Carlos Bledsoe, aka Abdulhakim Mujahid Muhammad, was on the “radar” for the better part of a year before he shot up a military recruiting center in Arkansas in 2009. The authorities thought he might have been training as an al-Qaeda operative during a trip to Yemen. It turns out they were right.
Mohammad Youssuf Abdulazeez, who killed four Marines in an attack on their recruiting center in Chattanooga last year, was the son of a man who was investigated by the FBI for financing terrorists in the Nineties. Abdulazeez himself made a number of mysterious trips to the Middle East during the years before he launched his attack.
The most notorious Known Wolf to be rendered invisible by bureaucracy was surely Major Nidal Hasan, who was exchanging emails with al-Qaeda guru Anwar al-Awlaki – and those emails were seen by FBI anti-terrorism task force agents a year before Hasan perpetrated the Fort Hood jihad attack. Of course, Hasan was also giving seminars that justified suicide bombing, dispensing what his students described as “vile ideology,” and handing out business cards that described him as a “Soldier of Allah,” which were also obvious danger signs in retrospect.
Sometimes the red flags are less obvious, and law enforcement officials point out that they simply do not have the resources to track everyone who comes into contact with extremists online, or journeys to extremist hot spots, as was the case with San Bernardino jihadi Syed Farook. Farook’s activities before the attack are sometimes explicitly described as insufficient to get him on the counter-terrorist “radar screen,” especially since his neighbors professed themselves nervous about reporting suspicious activity from his house to the authorities, fearing they would be labeled insensitive or paranoid.

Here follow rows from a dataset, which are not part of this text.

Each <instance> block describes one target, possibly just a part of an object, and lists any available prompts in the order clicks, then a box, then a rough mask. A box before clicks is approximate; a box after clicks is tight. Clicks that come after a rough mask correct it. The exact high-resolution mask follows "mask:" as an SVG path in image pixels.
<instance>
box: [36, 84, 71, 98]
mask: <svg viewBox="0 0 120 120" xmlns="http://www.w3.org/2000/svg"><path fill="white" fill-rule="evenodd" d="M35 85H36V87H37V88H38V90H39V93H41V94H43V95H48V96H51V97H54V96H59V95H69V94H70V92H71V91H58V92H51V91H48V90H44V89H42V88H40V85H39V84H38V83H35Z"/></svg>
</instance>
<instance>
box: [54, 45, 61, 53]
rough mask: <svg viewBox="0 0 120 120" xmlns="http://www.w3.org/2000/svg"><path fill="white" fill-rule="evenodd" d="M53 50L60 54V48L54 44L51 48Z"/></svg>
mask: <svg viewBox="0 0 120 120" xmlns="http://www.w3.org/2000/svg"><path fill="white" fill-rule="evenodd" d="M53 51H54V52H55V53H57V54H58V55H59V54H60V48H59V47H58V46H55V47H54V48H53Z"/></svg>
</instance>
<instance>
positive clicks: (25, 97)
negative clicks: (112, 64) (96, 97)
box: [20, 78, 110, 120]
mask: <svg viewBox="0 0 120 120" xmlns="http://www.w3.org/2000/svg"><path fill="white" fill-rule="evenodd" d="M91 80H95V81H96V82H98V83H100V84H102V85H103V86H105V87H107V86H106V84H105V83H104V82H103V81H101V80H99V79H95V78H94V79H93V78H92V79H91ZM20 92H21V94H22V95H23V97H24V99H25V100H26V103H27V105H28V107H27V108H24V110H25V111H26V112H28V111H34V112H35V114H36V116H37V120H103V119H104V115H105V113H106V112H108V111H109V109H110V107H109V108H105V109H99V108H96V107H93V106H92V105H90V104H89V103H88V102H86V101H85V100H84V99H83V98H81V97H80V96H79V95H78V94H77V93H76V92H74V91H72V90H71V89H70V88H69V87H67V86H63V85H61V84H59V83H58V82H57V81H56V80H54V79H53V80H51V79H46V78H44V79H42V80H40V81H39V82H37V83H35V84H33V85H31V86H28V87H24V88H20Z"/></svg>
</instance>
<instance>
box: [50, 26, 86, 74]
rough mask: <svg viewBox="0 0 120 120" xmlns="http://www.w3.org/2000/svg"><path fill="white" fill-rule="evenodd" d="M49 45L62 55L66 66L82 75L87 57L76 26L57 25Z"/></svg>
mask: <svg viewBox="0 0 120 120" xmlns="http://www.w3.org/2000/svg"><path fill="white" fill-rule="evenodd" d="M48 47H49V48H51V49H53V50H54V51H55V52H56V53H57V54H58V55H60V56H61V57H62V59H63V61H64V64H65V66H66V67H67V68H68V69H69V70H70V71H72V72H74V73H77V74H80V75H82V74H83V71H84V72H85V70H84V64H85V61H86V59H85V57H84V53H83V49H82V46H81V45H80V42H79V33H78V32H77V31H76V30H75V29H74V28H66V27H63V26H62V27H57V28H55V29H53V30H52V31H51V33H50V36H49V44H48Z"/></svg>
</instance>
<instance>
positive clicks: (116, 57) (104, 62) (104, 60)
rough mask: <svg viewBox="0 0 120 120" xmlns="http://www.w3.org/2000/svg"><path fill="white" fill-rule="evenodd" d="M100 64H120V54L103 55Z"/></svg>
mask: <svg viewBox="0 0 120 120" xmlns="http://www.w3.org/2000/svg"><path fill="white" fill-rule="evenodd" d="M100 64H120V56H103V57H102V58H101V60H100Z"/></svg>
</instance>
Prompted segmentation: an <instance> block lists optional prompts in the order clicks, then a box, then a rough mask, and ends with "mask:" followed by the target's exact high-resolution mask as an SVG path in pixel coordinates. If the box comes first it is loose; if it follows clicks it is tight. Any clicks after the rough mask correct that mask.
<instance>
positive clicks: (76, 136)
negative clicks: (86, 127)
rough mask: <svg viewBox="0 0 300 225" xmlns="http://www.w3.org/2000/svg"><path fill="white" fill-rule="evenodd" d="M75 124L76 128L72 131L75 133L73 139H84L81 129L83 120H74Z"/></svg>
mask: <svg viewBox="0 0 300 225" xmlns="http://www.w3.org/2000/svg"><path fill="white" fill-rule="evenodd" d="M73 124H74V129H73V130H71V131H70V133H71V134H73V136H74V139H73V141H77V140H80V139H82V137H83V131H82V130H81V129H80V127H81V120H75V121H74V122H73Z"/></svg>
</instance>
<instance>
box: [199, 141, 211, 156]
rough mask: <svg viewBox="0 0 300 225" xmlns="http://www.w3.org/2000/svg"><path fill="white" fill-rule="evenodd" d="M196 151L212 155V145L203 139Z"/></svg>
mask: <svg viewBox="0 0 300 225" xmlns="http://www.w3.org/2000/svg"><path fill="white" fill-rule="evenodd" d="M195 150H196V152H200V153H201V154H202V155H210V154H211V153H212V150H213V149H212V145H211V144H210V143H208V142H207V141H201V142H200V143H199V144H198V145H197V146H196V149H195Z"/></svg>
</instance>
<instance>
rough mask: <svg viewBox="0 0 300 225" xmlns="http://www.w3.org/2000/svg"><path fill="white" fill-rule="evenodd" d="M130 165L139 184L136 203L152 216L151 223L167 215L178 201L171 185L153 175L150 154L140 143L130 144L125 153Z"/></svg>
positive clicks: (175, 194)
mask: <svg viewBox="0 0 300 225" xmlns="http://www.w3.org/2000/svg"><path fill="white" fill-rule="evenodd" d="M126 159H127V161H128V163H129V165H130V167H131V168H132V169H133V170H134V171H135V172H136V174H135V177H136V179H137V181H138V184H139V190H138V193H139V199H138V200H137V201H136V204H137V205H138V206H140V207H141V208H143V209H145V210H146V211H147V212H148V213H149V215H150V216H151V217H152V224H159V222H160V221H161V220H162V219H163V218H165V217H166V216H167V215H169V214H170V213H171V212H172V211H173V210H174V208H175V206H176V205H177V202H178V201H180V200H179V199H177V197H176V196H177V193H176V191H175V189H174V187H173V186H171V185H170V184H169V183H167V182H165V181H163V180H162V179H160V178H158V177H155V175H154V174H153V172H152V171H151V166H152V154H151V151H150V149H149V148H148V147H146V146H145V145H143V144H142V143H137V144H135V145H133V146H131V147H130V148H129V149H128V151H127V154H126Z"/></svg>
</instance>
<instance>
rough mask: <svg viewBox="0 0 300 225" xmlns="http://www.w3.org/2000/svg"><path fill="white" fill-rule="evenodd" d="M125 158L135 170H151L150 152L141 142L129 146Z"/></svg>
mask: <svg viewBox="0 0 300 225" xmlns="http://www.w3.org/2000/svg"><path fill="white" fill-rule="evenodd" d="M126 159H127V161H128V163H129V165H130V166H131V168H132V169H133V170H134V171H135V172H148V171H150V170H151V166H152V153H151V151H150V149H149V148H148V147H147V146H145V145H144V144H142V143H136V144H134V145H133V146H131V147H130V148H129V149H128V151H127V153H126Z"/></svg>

Known Wolves roam far beyond the boundaries of North America, of course. Just about every major terrorist action in Canada and Europe involves a few figures who were “known to the authorities.” Australia’s hostage-taking imam, Man Haron Monis, had a lively rap sheet that included involvement in the murder of his ex-wife, who was stabbed 18 times and then set on fire in 2013, plus dozens of sexual and indecent assault charges. Also, he was convicted in 2009 of sending offensive letters to the families of soldiers who died fighting in Afghanistan.

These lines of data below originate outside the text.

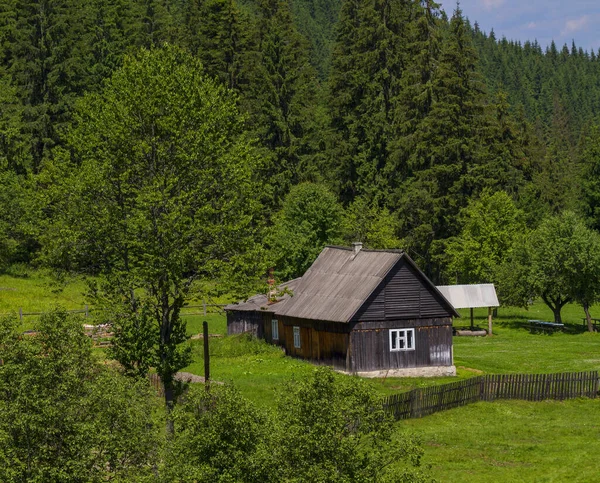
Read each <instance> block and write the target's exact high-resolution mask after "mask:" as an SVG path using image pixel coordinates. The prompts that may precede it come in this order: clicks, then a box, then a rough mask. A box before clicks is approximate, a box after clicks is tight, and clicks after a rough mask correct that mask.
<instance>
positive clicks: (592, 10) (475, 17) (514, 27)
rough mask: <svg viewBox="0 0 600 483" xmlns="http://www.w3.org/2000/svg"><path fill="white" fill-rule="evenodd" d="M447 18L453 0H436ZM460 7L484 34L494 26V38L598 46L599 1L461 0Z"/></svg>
mask: <svg viewBox="0 0 600 483" xmlns="http://www.w3.org/2000/svg"><path fill="white" fill-rule="evenodd" d="M438 1H439V3H441V5H442V9H443V10H445V11H446V13H447V14H448V17H451V16H452V12H453V11H454V9H455V8H456V0H438ZM460 8H461V9H462V11H463V15H464V16H465V17H468V18H469V20H470V21H471V24H474V23H475V21H477V22H478V23H479V28H480V29H481V30H483V31H485V32H487V33H489V32H490V30H491V29H492V28H493V29H494V33H495V34H496V38H497V39H501V38H502V36H505V37H506V38H507V39H509V40H521V41H522V42H525V41H526V40H531V41H533V40H535V39H537V41H538V43H539V44H540V45H541V46H542V47H543V48H545V47H546V46H547V45H549V44H550V42H551V41H552V40H554V42H555V43H556V46H557V47H558V48H559V49H560V48H561V47H562V46H563V44H565V43H566V44H567V45H568V46H569V48H570V47H571V41H572V40H575V45H577V47H582V48H583V50H587V51H588V52H589V51H590V50H591V49H594V51H596V52H597V51H598V49H599V48H600V28H599V26H600V0H569V1H566V0H461V2H460Z"/></svg>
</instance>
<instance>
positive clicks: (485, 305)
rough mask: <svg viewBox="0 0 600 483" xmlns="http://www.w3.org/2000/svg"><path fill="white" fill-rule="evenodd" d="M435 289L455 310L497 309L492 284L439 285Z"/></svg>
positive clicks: (495, 295) (494, 287) (496, 306)
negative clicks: (446, 299)
mask: <svg viewBox="0 0 600 483" xmlns="http://www.w3.org/2000/svg"><path fill="white" fill-rule="evenodd" d="M437 289H438V290H439V291H440V292H441V293H442V295H443V296H444V297H446V299H447V300H448V301H449V302H450V303H451V304H452V306H453V307H454V308H455V309H471V308H477V307H499V306H500V304H499V303H498V296H497V295H496V289H495V287H494V284H493V283H481V284H477V285H439V286H438V287H437Z"/></svg>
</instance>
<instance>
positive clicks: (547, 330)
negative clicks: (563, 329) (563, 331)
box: [527, 320, 565, 334]
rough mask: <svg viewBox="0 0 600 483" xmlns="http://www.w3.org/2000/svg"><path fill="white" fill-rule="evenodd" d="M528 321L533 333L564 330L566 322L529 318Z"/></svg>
mask: <svg viewBox="0 0 600 483" xmlns="http://www.w3.org/2000/svg"><path fill="white" fill-rule="evenodd" d="M527 322H528V324H529V330H530V332H531V333H532V334H535V333H545V334H552V333H554V332H556V331H562V330H563V329H564V328H565V324H557V323H556V322H547V321H545V320H528V321H527Z"/></svg>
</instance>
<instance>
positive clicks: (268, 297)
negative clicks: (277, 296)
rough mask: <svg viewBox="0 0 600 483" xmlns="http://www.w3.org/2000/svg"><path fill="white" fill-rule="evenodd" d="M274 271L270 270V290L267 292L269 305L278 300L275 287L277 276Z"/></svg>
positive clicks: (271, 269)
mask: <svg viewBox="0 0 600 483" xmlns="http://www.w3.org/2000/svg"><path fill="white" fill-rule="evenodd" d="M273 272H274V270H273V269H272V268H269V272H268V279H267V284H268V286H269V289H268V291H267V304H271V303H273V302H274V301H275V300H276V298H277V287H276V286H275V275H274V273H273Z"/></svg>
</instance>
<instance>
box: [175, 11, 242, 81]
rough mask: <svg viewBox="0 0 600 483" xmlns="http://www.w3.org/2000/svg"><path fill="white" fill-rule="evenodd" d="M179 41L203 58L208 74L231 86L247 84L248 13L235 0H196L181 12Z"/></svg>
mask: <svg viewBox="0 0 600 483" xmlns="http://www.w3.org/2000/svg"><path fill="white" fill-rule="evenodd" d="M179 24H180V33H179V35H178V37H179V42H180V43H181V44H182V45H183V46H185V47H187V48H188V49H189V50H190V51H191V52H192V53H193V54H194V55H197V56H198V58H199V59H200V60H201V61H202V64H203V65H204V68H205V71H206V73H207V74H208V75H210V76H213V77H216V78H218V79H219V80H220V81H221V82H222V83H223V84H224V85H225V86H227V87H229V88H230V89H236V90H239V89H240V87H241V85H243V84H244V80H243V72H242V71H243V67H244V63H245V62H244V59H245V56H246V55H247V53H248V50H249V39H248V32H249V31H250V30H251V24H250V20H249V18H248V16H247V15H245V14H243V13H242V12H240V10H239V9H238V7H237V5H236V2H235V1H234V0H192V1H190V2H186V3H185V5H184V6H183V8H182V11H181V12H180V19H179Z"/></svg>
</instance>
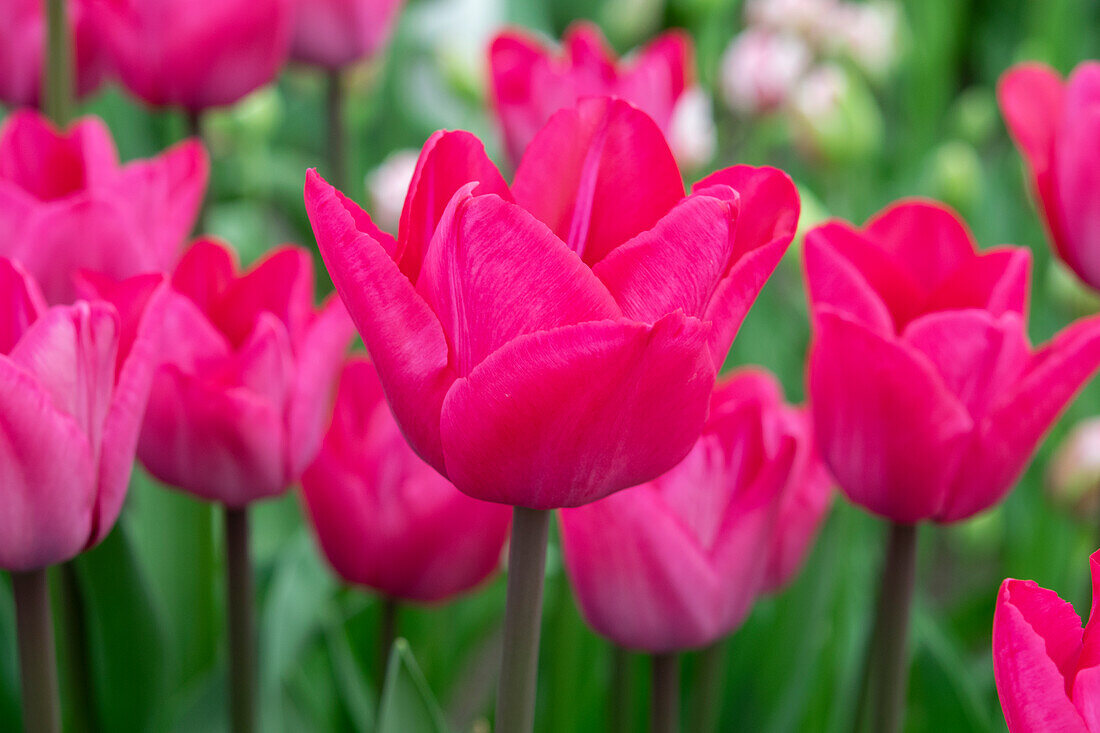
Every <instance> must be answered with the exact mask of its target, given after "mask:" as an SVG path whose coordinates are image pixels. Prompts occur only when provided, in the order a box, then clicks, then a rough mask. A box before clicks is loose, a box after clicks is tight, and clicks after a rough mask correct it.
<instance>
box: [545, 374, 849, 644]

The most unsettling thing about the Known Wolf phenomenon is that it keeps happening. It does not seem like lessons are learned. One reason is that investigators do not have the resources to track every suspect. FBI Director James Comey has admitted his agency has been overwhelmed by the caseload, citing the shift in ISIS tactics that encouraged aspiring jihadis to remain home and plot domestic strikes instead of traveling to Syria or Iraq.
Also, the FBI relies heavily on electronic surveillance to spot potential terrorists. It is almost surprising how often it works, but there have always been fears that jihadis will catch on, and either stop blabbing about their lust for righteous slaughter online, or move their communications to encrypted platforms the government cannot monitor.

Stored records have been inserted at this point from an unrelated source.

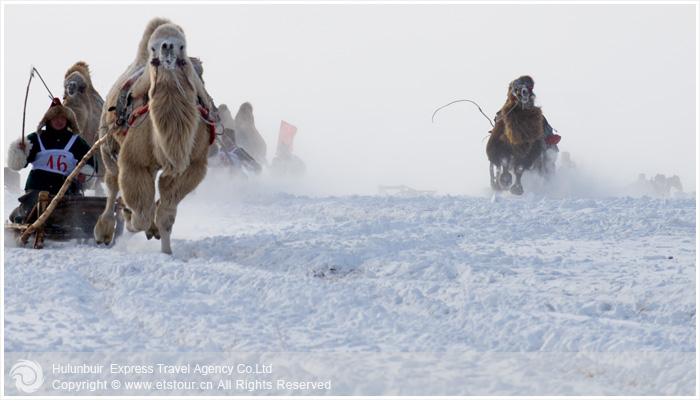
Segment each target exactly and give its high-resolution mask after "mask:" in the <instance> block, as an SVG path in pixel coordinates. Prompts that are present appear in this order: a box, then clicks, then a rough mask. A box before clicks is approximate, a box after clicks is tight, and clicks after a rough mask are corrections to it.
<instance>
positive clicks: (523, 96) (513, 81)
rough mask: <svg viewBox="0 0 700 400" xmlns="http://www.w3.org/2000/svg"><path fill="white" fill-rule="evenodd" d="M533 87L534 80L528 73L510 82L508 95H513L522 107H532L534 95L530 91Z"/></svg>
mask: <svg viewBox="0 0 700 400" xmlns="http://www.w3.org/2000/svg"><path fill="white" fill-rule="evenodd" d="M534 87H535V81H534V80H533V79H532V78H531V77H529V76H528V75H523V76H521V77H520V78H518V79H516V80H514V81H513V82H511V83H510V87H509V88H508V91H509V96H513V97H514V98H515V100H516V101H518V102H520V104H521V105H522V106H523V108H524V109H525V108H528V109H530V108H533V107H534V106H535V97H536V96H535V93H534V92H533V91H532V89H533V88H534Z"/></svg>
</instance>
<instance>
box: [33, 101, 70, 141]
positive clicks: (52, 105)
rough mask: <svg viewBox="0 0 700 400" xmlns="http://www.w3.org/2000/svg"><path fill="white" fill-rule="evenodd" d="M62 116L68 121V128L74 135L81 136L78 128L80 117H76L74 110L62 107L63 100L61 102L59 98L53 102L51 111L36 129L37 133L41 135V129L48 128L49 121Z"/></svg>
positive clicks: (45, 116) (43, 118)
mask: <svg viewBox="0 0 700 400" xmlns="http://www.w3.org/2000/svg"><path fill="white" fill-rule="evenodd" d="M61 116H62V117H65V118H66V120H67V121H68V123H67V125H66V126H67V127H68V128H70V130H71V131H72V132H73V133H74V134H76V135H79V134H80V127H78V117H76V116H75V113H74V112H73V110H71V109H70V108H68V107H65V106H63V105H61V100H59V99H58V97H55V98H54V99H53V101H52V102H51V106H50V107H49V110H48V111H46V114H44V118H42V119H41V122H39V126H37V127H36V133H37V134H39V133H40V132H41V128H43V127H44V126H46V124H48V123H49V121H51V120H52V119H54V118H56V117H61Z"/></svg>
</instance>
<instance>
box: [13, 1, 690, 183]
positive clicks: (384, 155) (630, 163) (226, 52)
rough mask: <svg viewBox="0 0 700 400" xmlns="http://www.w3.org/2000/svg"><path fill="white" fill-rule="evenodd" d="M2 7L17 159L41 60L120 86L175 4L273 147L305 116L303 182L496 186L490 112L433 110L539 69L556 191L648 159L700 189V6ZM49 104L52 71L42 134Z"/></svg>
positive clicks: (174, 8)
mask: <svg viewBox="0 0 700 400" xmlns="http://www.w3.org/2000/svg"><path fill="white" fill-rule="evenodd" d="M2 6H3V16H2V23H3V56H2V68H3V76H2V83H3V84H2V90H3V99H2V113H3V114H2V129H3V134H2V139H3V141H4V143H3V159H4V157H5V155H6V151H7V150H6V149H7V145H8V143H9V142H10V141H11V140H14V139H16V138H17V137H19V135H20V133H21V129H22V108H23V101H24V96H25V90H26V85H27V80H28V78H29V70H30V66H32V65H33V66H35V67H36V68H37V69H38V70H39V72H40V73H41V75H42V77H43V78H44V80H45V81H46V83H47V85H48V86H49V88H50V89H51V91H52V92H53V94H54V95H55V96H61V94H62V80H63V75H64V73H65V71H66V70H67V69H68V68H69V67H70V66H71V65H73V63H75V62H76V61H79V60H83V61H85V62H87V63H88V64H89V65H90V68H91V71H92V79H93V82H94V84H95V86H96V88H97V90H98V91H99V92H100V94H101V95H102V96H103V97H106V94H107V92H108V91H109V88H110V87H111V85H112V84H113V83H114V81H115V80H116V79H117V77H118V76H119V75H120V74H121V73H122V72H123V71H124V69H125V68H126V66H127V65H128V64H129V63H130V62H131V61H132V60H133V59H134V56H135V53H136V48H137V46H138V42H139V40H140V38H141V35H142V33H143V29H144V28H145V26H146V24H147V23H148V21H149V20H151V19H152V18H154V17H165V18H169V19H171V20H172V21H173V22H175V23H177V24H179V25H181V26H182V27H183V29H184V30H185V33H186V35H187V39H188V53H189V55H190V56H197V57H200V58H201V59H202V60H203V61H204V68H205V74H204V78H205V81H206V84H207V88H208V90H209V92H210V93H211V95H212V97H213V98H214V99H215V101H216V102H217V103H219V104H220V103H226V104H228V105H229V107H230V108H231V109H232V111H233V112H234V113H235V111H236V110H237V109H238V106H239V105H240V104H241V103H243V102H245V101H248V102H250V103H251V104H252V105H253V107H254V114H255V118H256V125H257V127H258V130H259V131H260V132H261V134H262V135H263V137H264V138H265V140H266V142H267V145H268V153H267V155H268V160H271V159H272V157H274V151H275V146H276V143H277V134H278V132H279V125H280V121H281V120H285V121H287V122H289V123H291V124H293V125H295V126H297V127H298V129H299V131H298V134H297V136H296V140H295V153H296V154H297V155H299V156H300V157H301V158H302V159H303V160H304V161H305V162H306V164H307V175H306V177H305V179H304V180H303V181H302V182H297V183H298V184H299V185H300V186H299V187H296V188H295V189H296V190H302V189H303V190H304V191H306V192H308V193H318V194H323V195H328V194H335V195H343V194H351V193H357V194H375V193H377V186H378V185H407V186H410V187H413V188H415V189H419V190H436V191H438V193H440V194H452V195H463V194H467V195H484V194H487V193H489V190H490V189H489V188H488V161H487V159H486V155H485V144H486V141H485V138H486V136H487V135H488V131H489V130H490V129H491V125H490V124H489V122H488V121H487V119H486V118H484V117H483V116H482V115H481V114H480V113H479V111H478V109H477V108H476V107H475V106H474V105H472V104H470V103H465V102H463V103H457V104H453V105H452V106H450V107H447V108H445V109H442V110H441V111H439V112H438V113H437V114H436V115H435V120H434V122H431V115H432V114H433V112H434V111H435V110H436V109H437V108H439V107H441V106H443V105H445V104H447V103H448V102H450V101H453V100H457V99H470V100H473V101H476V102H477V103H479V105H480V106H481V107H482V109H483V110H484V112H485V113H486V114H487V115H488V116H489V117H490V118H492V117H493V115H494V114H495V112H496V111H497V110H498V109H499V108H500V107H501V105H502V104H503V102H504V100H505V96H506V89H507V85H508V83H509V82H510V81H511V80H513V79H515V78H517V77H518V76H520V75H524V74H529V75H531V76H532V77H533V78H534V79H535V93H536V94H537V104H538V105H540V106H542V109H543V111H544V114H545V116H546V117H547V118H548V120H549V121H550V123H551V124H552V126H554V128H556V129H557V130H558V133H559V134H560V135H561V136H562V141H561V143H560V148H561V150H562V151H568V152H570V153H571V156H572V158H573V160H574V161H575V162H576V163H577V164H578V170H577V171H576V174H575V175H574V176H573V177H568V176H562V177H560V180H563V181H562V182H561V185H563V186H560V187H559V188H558V189H557V194H560V195H564V196H565V195H581V196H599V195H600V196H604V195H619V194H625V192H624V187H625V186H626V185H628V184H630V183H632V182H633V181H634V180H636V179H637V176H638V175H639V174H640V173H645V174H646V175H647V177H650V176H653V175H655V174H657V173H661V174H665V175H667V176H671V175H678V176H680V178H681V181H682V183H683V186H684V190H685V191H687V192H691V191H695V190H696V179H697V175H696V169H697V165H696V163H697V158H696V156H697V132H698V131H697V87H698V86H697V64H696V60H697V42H696V40H697V39H696V34H697V6H696V5H694V4H680V5H679V4H675V5H668V4H644V5H642V4H624V5H622V4H618V5H602V4H571V3H560V4H537V5H535V4H522V5H514V4H489V5H479V4H469V3H465V4H449V5H432V4H417V5H416V4H414V5H409V4H389V5H386V4H385V5H368V4H365V5H340V4H307V5H300V4H264V5H245V4H217V5H212V4H206V5H199V4H185V5H175V4H156V5H139V4H126V3H122V4H112V5H105V4H82V3H81V4H61V3H59V4H54V3H52V4H41V5H37V4H34V5H32V4H8V3H3V5H2ZM48 104H49V100H48V97H47V92H46V90H45V89H44V88H43V85H42V83H41V81H40V80H39V79H38V77H37V78H35V80H34V81H33V82H32V86H31V90H30V95H29V101H28V107H27V122H26V133H27V134H29V133H30V132H33V131H34V129H35V127H36V124H37V122H38V121H39V120H40V119H41V117H42V115H43V113H44V112H45V110H46V108H47V107H48ZM567 177H568V178H569V179H562V178H567ZM562 188H563V189H562ZM290 190H294V189H290Z"/></svg>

The problem we should be able to address is politically-correct institutional blindness, but that probably isn’t going away any time soon. We’ll keep hearing stories of investigations that were quashed because they seemed rude, and citizens who hesitated to Say Something when they Saw Something, afraid they would be labeled bigots.
The Known Wolf problem suggests Islamist radicalization isn’t quite as sudden as we’ve been led to believe, but it can still be a relatively swift process for young recruits, and our government will never understand how it works, as long as politicians force law enforcement to pretend the enemy is “generic violent extremism,” or “nihilism,” as President Obama put it on Monday. Early warning signs of jihadi radicalization cannot be detected by investigators trained to look for “nihilism.” As long as the enemy has a pretty good idea of where we refuse to look for them, they’ll be able to hide.